@peternlewis Thanks for the new triggers. They are very useful and offer much more flexibility. I haven't had the chance to try all the combinations yet and I don't understand everything in detail.
Nevertheless, I would like to ask a first question. Maybe this will help me with other things I don't understand yet.
So if cmd should do something, it needs key down, key up. I assume you think in sequences. Cmd doesn't trigger when the sequence is interrupted, so for normal hotkeys, cmd + a. Because the letter is between cmd down and up. Is that correct?
However, this no longer works if, for example, cmd+opt+a is pressed. In this case the cmd trigger is executed. Sometimes. It seems to depend on the order in which cmd and opt are pressed, which is actually unlikely. Or is it just me?
How do you define "sequence"? As I understand it, down and up is a sequence that is interrupted when something else is typed in between. Therefore cmd does not trigger in such cases. So far this works very reliably.
I have found that for my purposes the "USB device key" trigger is better. If only a modifier should be the trigger "Is tapped once/twice" seems to work perfectly.
@peternlewis I don't know what you did to solve this and I don't understand much about it, but I'm afraid there is an inherent problem between the "string" and the "usb device key" triggers when you want to use only one modifier or a combination of them. The triggers do not help each other, they are antagonists.
As I said, I don't understand anything in comparison with you, but it seems to me that it might have been better not to allow modifiers with "strings" but to improve the "usb device key" instead.
To differentiate enough and thus create possibility, it would have to be possible to define which modifier is up or down in relation to other modifiers. Currently these possibilities are spread over two types of triggers.

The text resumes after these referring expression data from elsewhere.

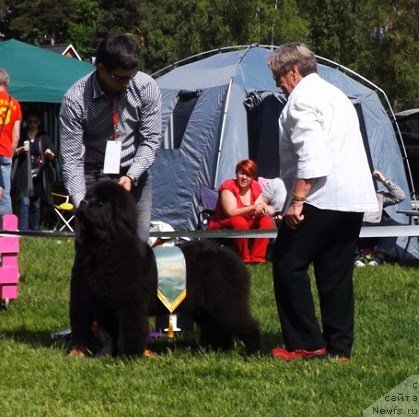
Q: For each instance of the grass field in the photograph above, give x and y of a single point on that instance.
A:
(38, 379)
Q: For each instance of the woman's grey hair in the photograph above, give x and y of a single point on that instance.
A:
(4, 77)
(289, 54)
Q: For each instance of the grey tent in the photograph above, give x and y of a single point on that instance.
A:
(224, 107)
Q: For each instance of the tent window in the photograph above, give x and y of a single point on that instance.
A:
(263, 132)
(179, 119)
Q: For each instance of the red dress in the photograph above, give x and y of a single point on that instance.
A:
(10, 116)
(250, 250)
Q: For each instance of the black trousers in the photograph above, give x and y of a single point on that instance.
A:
(327, 239)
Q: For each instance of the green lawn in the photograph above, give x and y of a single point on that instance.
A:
(38, 379)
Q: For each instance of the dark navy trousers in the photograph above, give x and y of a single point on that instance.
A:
(327, 240)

You know all that, even without my comment. Maybe you wanted it that way or it doesn't work differently with the existing structure of KM.
This does not make sense, they are completely different.
The USB Device Key trigger detects press or release of many kinds of USB device “buttons”, including things like buttons on monitors or mice or keyboards or whatever. Whether a button is detectable or not is entirely dependent on how the button is implemented. Such presses can also be restricted to when specific modifiers are being held, though this should not be combined with detecting the specific modifiers since that would not be reliable.
The Typed String trigger detects sequences of typed keys, which with v11 can include sequences of tapped modifiers. There are issues in 11.0 that don't properly handle cases like Pressing Command, Pressing Option, Releasing Option, Releasing Command (which will count as tapping Command while it shouldn't). Such issues should be resolved in the next version.